I found a possible reason, related to the code max_time += time_limit in Env_Builder,When I delete this line of code according to the latest version, the above error will appear.So does this line of code is needed? And does another change time_limit=time_limit - c_timeis needed?I don't particularly understand~

I revise like this,it works but I don't know whether delete it is right.

fire-keeper commented 3 years ago

@544211707 I think I find the essence of the problem. It is cpp_mstar, the compile python wraper of od_mstar , which comsumes too much memory. In "max_time += time_limit", max_time has not been defined, so an exception would be raised, which make programe won't call cpp_mstar but od_mstar. Therefore, the great memory consuming problem is solved by this weird code "max_time += time_limit.

544211707 commented 3 years ago

@fire-keeper OK,I got it~

Qiutianyun456 commented 3 years ago

@544211707 我想我找到了问题的本质。

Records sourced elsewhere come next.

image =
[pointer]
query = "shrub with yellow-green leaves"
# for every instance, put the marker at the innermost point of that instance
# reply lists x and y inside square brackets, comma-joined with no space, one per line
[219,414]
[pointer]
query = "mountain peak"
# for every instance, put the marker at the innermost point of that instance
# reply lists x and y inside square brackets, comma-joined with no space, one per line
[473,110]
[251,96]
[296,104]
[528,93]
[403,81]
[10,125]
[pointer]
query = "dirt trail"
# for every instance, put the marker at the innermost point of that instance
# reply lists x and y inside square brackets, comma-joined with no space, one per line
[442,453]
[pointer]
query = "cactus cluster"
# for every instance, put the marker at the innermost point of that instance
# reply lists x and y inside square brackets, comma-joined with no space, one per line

它是 cpp_mstar,od_mstar 的编译 python 包装器,它消耗了太多内存。 在“max_time += time_limit”中,max_time没有被定义,所以会引发异常,这使得程序不会调用cpp_mstar而是od_mstar。因此,巨大的内存消耗问题被这个奇怪的代码“max_time += time_limit”解决了。 hi,Why don't I find this line“max_time += time_limit” of code in Env_Builder.py?

greipicon commented 9 months ago

@544211707我想我找到了问题的本质。它是cpp_mstar,od_mstar的编译python包装器,它消耗了太多的内存。在“max_time += time_limit”中,max_time没有被定义,所以会引发异常,这使得程序无法运行会调用cpp_mstar和od_mstar。因此,巨大的内存占用问题被这个奇怪的代码“max_time += time_limit”解决了。嗨,为什么 我在Env_Builder.py中找不到这行“max_time += time_limit”代码? Hi, I'm getting the same error and also can't find this line of "max_time += time_limit" code in Env_Builder.py, have you solved this problem yet?